O alerta foi intensificado após a confirmação do primeiro caso importado no Brasil em 2026, registrado em São Paulo, envolvendo um bebê de seis meses com histórico recente de viagem à Bolívia.
Cenário epidemiológico
O Brasil foi recertificado como país livre do sarampo em novembro de 2024 pela Organização Pan-Americana da Saúde (OPAS).
Apesar disso, o aumento expressivo de casos nas Américas entre 2024 e 2026 acendeu o alerta das autoridades sanitárias.
Nos primeiros meses de 2026, foram confirmados 1.031 casos no continente, número 45 vezes superior ao registrado no mesmo período do ano anterior.
Cobertura vacinal no Estado
De acordo com dados da Rede Nacional de Dados em Saúde do Ministério da Saúde, o Paraná mantém uma das maiores coberturas vacinais do país para a tríplice viral, fator que tem contribuído para a proteção da população.
Em 2025, a cobertura da vacina em crianças de um ano foi de 96,91% na primeira dose e 89,72% na segunda dose.
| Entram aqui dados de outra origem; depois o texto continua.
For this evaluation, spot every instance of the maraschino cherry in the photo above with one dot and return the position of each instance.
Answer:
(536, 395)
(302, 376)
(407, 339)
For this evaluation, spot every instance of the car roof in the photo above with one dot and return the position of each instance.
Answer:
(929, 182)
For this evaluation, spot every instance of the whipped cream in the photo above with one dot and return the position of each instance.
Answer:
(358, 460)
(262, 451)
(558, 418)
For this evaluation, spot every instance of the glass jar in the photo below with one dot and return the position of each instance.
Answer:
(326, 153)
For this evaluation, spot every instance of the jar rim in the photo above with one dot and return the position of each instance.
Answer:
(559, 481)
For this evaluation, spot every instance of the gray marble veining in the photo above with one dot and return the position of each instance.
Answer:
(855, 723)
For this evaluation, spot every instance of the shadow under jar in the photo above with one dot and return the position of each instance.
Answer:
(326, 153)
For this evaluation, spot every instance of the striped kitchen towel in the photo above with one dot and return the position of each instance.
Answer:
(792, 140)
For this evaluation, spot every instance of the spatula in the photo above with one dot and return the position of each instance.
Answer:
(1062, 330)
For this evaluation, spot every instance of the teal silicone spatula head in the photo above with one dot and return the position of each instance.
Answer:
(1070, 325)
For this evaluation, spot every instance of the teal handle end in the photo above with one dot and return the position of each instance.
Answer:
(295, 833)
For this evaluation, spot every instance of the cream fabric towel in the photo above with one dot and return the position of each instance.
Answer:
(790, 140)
Mesmo com os índices elevados, a proximidade com países que enfrentam surtos, como Argentina, Bolívia e Paraguai, mantém o monitoramento ativo no Estado.
Esquema vacinal e orientações
A vacinação contra o sarampo é ofertada gratuitamente em todas as Unidades Básicas de Saúde. O calendário prevê a aplicação da primeira dose aos 12 meses de idade e a segunda aos 15 meses.
Para jovens e adultos de até 29 anos, o esquema recomendado é de duas doses da vacina tríplice viral. Já para pessoas entre 30 e 59 anos, a orientação é de uma dose. Trabalhadores da saúde devem receber duas doses, independentemente da idade.
Recomendações para viajantes
A orientação é que viajantes verifiquem a situação vacinal pelo menos 30 dias antes de deslocamentos, garantindo a imunização em tempo adequado.
A vacina é contraindicada para gestantes, e mulheres em idade fértil devem evitar a gravidez por pelo menos um mês após a aplicação.
Além da vacinação, a Secretaria de Estado da Saúde reforça a adoção de medidas preventivas, como a higienização frequente das mãos e a manutenção de ambientes ventilados, para reduzir a transmissão de vírus respiratórios.